Екатерина Любарова. Странник по времени на пороге души
Звездный час, он же час мирового открытия и признания амстердамца Нотебоома, настал в 1993 году на Франкфуртской книжной ярмарке. Роль крестного отца исполнил «патриарх» и «медиум» немецкой литературной критики Марсель Райх-Райницки, попутно искренне изумившийся тому факту, что «и в нидерландской литературе может быть автор такого масштаба».
С благословения Райх-Райницки Нотебоома принялись переводить едва ли не на все европейские языки, тем временем как в родном его отечестве обрушившуюся на писателя славу, по сути поднимавшую престиж и всей нидерландской литературы, встречали либо недоуменным пожатием плеч, либо плохо скрываемым раздражением. Стена неприятия и нежелания допустить нидерландскую литературу к европейскому столу избранных, незримое присутствие которой с младых ногтей ощущал и Нотебоом, в XX веке стала почти прозрачной лишь единожды — для его соотечественника фламандца Хюго Клауса. В случае же самого Нотебоома она разомкнулась только с одной, внешней стороны. Нидерландцы заперлись изнутри.
Что происходит с пророком в своем отечестве — дело известное, к тому же на эту роль в Голландии всенародно был избран совсем другой писатель. «Открытие неба» — 800-страничный эпохальный труд Харри Мюлиша, накалом таланта никак не уступающий повести Нотебоома, — с треском провалился на предыдущих франкфуртских «смотринах». Да и входить в европейскую нидерландская литература если и стремилась, то уж никак не через немецкую дверь: на всем немецком у голландцев по сей день «пунктик», ибо вот уже более 50 лет по-национальному упорно не прощают они соседу попрания собственной независимости в годы второй мировой войны. «Немцы, как обычно, выбрали не ту визитную карточку, которую мы им предлагали, — прокомментировал успех Нотебоома литературно-критический журнал «Трау». — Внезапный интерес из Германии к нашей литературе лишь прикрывает многолетнее предубеждение.
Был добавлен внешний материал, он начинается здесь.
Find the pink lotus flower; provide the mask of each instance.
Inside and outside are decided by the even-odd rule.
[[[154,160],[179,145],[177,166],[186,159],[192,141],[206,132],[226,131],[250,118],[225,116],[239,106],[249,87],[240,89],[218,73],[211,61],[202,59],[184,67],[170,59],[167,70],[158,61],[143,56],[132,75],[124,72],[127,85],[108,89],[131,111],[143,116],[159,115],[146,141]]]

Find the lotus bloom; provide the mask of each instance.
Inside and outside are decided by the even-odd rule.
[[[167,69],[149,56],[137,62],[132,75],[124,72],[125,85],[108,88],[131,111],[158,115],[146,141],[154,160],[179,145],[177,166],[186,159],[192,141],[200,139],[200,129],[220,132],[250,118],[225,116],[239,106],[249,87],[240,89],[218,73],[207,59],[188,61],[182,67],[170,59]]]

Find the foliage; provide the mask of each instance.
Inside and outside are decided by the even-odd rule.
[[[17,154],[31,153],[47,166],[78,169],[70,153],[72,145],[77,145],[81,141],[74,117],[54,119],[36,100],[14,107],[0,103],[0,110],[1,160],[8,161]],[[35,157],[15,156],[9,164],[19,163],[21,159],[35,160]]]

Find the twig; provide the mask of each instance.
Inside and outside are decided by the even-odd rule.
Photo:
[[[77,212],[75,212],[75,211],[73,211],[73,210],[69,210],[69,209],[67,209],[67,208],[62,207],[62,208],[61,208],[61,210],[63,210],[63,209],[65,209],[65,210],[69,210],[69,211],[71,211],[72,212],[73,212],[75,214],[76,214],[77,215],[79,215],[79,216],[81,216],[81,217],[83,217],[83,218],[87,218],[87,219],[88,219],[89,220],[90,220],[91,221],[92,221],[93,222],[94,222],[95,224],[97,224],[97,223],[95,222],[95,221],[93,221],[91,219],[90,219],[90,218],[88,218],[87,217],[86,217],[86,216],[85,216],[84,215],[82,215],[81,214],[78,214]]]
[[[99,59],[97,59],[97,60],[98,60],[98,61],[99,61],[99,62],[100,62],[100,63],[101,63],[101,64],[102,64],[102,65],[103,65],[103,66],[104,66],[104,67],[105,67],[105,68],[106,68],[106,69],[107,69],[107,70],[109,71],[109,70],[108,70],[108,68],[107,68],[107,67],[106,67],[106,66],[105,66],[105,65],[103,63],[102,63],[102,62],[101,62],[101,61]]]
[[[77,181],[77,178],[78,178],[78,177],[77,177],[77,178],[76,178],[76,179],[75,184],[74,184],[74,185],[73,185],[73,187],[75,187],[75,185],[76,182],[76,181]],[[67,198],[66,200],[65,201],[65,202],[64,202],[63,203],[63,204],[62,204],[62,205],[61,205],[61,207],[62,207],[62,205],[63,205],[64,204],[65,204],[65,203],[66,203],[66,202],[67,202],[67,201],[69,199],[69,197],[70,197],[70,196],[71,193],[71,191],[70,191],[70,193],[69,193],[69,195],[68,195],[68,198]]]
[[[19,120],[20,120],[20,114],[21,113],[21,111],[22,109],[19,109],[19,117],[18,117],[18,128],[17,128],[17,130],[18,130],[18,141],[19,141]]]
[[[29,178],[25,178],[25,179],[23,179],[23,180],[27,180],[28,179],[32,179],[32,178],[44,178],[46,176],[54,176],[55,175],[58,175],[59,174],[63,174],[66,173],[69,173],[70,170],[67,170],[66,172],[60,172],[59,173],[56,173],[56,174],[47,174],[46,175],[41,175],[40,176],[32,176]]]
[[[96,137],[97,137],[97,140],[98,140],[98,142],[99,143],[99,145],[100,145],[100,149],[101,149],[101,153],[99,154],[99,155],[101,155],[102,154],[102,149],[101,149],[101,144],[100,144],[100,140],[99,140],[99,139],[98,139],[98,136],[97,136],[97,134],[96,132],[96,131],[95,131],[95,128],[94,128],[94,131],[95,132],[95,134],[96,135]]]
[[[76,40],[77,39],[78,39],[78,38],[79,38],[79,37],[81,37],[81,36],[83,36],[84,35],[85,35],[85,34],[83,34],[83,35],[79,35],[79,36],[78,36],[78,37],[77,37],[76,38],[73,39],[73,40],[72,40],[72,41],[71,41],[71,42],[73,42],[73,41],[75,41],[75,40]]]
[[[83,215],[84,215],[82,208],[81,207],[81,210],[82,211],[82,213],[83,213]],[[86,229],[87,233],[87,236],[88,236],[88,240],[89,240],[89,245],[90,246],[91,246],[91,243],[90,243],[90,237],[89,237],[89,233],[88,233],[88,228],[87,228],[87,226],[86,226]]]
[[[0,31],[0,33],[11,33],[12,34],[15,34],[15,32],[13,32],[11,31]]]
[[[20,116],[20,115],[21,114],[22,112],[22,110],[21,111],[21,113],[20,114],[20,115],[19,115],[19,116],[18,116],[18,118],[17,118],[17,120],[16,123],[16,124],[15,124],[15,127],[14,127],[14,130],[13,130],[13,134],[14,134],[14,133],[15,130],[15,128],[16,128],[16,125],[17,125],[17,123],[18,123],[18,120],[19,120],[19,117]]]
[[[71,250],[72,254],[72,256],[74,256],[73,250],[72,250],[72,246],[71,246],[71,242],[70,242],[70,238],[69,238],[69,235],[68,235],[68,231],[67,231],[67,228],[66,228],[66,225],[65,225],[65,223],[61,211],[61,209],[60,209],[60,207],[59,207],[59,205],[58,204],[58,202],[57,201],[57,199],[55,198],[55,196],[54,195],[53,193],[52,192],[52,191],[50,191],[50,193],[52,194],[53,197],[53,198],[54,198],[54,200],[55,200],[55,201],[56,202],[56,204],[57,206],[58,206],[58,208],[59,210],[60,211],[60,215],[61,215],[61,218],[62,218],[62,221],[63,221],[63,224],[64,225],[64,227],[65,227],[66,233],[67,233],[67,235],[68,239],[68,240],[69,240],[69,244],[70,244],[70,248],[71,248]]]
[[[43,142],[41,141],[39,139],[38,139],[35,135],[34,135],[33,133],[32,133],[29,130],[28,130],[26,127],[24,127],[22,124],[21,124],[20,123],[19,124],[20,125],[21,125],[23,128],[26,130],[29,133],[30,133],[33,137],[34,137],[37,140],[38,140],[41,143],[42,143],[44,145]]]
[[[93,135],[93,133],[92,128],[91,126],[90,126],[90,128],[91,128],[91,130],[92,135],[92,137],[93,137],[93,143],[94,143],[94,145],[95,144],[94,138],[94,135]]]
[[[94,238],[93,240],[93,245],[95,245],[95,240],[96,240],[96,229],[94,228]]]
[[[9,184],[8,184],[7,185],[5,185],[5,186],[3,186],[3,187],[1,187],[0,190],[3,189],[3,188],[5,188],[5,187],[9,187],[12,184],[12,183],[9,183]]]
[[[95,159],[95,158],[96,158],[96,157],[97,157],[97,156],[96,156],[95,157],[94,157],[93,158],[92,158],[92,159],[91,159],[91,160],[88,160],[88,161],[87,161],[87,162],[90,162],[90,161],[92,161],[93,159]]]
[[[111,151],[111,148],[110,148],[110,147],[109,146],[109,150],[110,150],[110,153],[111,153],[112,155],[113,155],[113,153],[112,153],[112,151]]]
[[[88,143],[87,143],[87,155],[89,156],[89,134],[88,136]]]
Для большинства немцев, даже самых образованных, Нидерланды по-прежнему представляются туповато-сонной деревней, где только и делают, что выращивают тюльпаны и производят сыр».
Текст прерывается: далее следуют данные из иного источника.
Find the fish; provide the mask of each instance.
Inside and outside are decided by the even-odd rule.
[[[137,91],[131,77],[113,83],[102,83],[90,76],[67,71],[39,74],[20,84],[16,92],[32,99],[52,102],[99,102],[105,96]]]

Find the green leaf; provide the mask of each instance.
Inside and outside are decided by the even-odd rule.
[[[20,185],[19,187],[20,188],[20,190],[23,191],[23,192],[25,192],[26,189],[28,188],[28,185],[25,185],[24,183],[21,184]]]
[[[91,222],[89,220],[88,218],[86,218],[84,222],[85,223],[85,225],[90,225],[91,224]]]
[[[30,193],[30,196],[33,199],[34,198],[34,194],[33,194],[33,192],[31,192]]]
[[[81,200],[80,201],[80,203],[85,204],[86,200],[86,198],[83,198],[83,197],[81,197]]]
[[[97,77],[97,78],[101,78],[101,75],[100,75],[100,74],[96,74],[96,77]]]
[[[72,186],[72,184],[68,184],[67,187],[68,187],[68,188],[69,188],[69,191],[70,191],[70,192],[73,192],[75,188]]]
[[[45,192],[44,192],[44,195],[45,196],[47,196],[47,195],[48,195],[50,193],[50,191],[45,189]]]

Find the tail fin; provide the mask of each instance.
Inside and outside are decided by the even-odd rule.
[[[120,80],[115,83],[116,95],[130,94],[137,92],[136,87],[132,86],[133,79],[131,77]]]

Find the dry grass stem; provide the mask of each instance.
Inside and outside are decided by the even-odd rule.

Вряд ли имело бы смысл вспоминать о больном самолюбии «малой страны», которое иной раз дает себя знать в голландской литературе, в XX веке взявшейся преодолевать свою «малость», языковую замкнутость и априорную провинциальность в глазах литератур «больших» усердным экспериментированием и стремлением «быть впереди Европы всей» в плане усваивания и перекраивания на свой лад новейших авангардистских тенденций. Однако «эффект Нотебоома», взломавший шлюзы тщательно скрываемых национальных комплексов и застарелых обид, — явление само по себе весьма примечательное, ибо только Сэйс Нотебоом — и никто другой — воплотил в себе ту концентрированную в метафизическом заквасе «голландскость», которую не признало или не захотело признать, отразившись в зеркале его книг, национальное самосознание. Ибо именно Нотебоом нырнул на те глубины подсознания, где затаился, пожалуй, самый главный голландский комплекс — неприкаянная необустроенность души, у которой нет возможности пустить корни в зыбкую, отвоеванную у моря почву.
Укладывание Сэйса Нотебоома в прокрустово ложе течений и направлений нидерландскоязычной литературы само по себе представляет проблему для критики. Собственную инакость в отечественном литературном процессе неоднократно подчеркивал и сам писатель: «Я не принадлежу ни к какой литературной группе. Ни к какой духовной или бытовой общности. А если кто и повлиял на мое творчество, то мои отцы-воспитатели живут явно не в Голландии». В многочисленных интервью Нотебоом методично внушал соотечественникам, что не желает участвовать ни в каких полемиках, диспутах, обсуждениях и круглых столах, ибо у него от этого всего делается непереносимая головная боль и вообще — «пережевыванием воздуха» он не занимается.
Сэйс Нотебоом, сказавший о Голландии, что это «слишком большая страна, чтобы тебя замучила клаустрофобия, но слишком маленькая для того, чтобы жить в ней постоянно», никак не поддерживает свое писательское реноме, умолкая после каждого потрясшего читающую публику романа на 10–15 лет — ровно на столько, чтобы о нем почти забыли и изумились бы новому произведению как «чрезвычайно многообещающему дебюту». Его рискованные отношения с куртуазной славой, которая обычно сама определяет сроки своей милости, могли бы показаться мастерской — на грани фола — игрой, если бы он и в самом деле без всякого эпатажа и эффектных сцен не исчезал из поля зрения критиков.